1. KNN algorithm

The nearest-neighbors algorithm considers the $K$ nearest neighbors of a datapoint $x$ to predict its label. In the figure below, we have represented a binary classification problem (colors red and green for classes 0,1 respectively) with datapoints living in a 2-dimensional feature space.

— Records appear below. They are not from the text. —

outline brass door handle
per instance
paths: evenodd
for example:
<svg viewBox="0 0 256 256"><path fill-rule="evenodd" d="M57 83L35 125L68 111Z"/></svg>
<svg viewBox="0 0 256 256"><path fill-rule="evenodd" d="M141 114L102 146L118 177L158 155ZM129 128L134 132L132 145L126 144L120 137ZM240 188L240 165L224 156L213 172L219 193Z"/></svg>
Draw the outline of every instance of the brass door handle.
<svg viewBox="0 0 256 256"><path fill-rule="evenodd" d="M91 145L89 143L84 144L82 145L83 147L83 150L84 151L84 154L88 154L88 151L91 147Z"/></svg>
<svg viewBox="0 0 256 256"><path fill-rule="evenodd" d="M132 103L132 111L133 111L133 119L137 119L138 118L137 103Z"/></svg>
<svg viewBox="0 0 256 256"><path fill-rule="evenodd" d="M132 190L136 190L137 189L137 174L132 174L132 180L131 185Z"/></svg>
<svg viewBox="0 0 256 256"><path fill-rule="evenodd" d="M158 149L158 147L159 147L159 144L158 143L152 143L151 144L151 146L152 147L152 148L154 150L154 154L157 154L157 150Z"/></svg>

The algorithm consists in attributing the majority class amongts the $K$-nearest neighbors. In the example above we consider the 3 nearest neighbors using euclidean distances. Mathematically the predictor $\hat{y}$ is given by

\[\hat{y}(x)=\text{argmax}_{0,1}\{n_0(x),n_1(x): x\in D_K(x)\}\]

where $D_K(x)$ is the set of $K$-nearest neighbors and $n_{0,1}(x)$ are the number of neighbors in $D_K$ with class $0,1$ respectively. The ratio $n_{0,1}/K$ are the corresponding probabilities. For a multiclass problem the predictor follows a similar logic except that we choose the majority class for which $n_i(x)$ is the maximum, with $i$ denoting the possible classes.

A probabilistic approach to nearest neighbors is as follows. We consider the distribution

\[p(x|c)=\frac{1}{N_c\sqrt{2\pi\sigma^2}^{D/2}}\sum_{n\in\text{class c},n=1}^{n=N_c}e^{-\frac{\|x-\mu_n\|^2}{2\sigma^2}}\]

with $N_c$ the number of points with class $c$ which have coordinates $\mu_c$, and $x$ lives in $D$ dimensions. The probabilities $p(c)$ are determined from the observed frequencies, that is,

\[p(c=0)=\frac{N_0}{N_0+N_1},\;p(c=1)=\frac{N_1}{N_0+N_1}\]

The ratio of the likelihoods is then

\[\frac{p(c=1|x)}{p(c=0|x)}=\frac{p(x|c=1)p(c=1)}{p(x|c=0)p(c=0)}=\frac{\sum_{n=1}^{n=N_1}e^{-\frac{\|x-\mu_n\|^2}{2\sigma^2}}}{\sum_{n=1}^{n=N_0}e^{-\frac{\|x-\mu_n\|^2}{2\sigma^2}}}\]

Take $d(x)$ as the largest distance within the set of $K$-nearest neighbors of the datapoint $x$. If the variance $\sigma$ is of order $\sim d$ then the exponentials with arguments $|x-\mu|^2>d^2$ can be neglected while for $|x-\mu|^2<d^2$ the exponential becomes of order one, and so we approximate

\[\frac{\sum_{n=1}^{n=N_1}e^{-\frac{\|x-\mu_n\|^2}{2\sigma^2}}}{\sum_{n=1}^{n=N_0}e^{-\frac{\|x-\mu_n\|^2}{2\sigma^2}}}\simeq \frac{\sum_{i\in D_K^1(x)} e^{-\frac{\|x-\mu_i\|^2}{2\sigma^2}}}{\sum_{j\in D_K^0(x)} e^{-\frac{\|x-\mu_j\|^2}{2\sigma^2}}}\sim\frac{\#i}{\#j}\]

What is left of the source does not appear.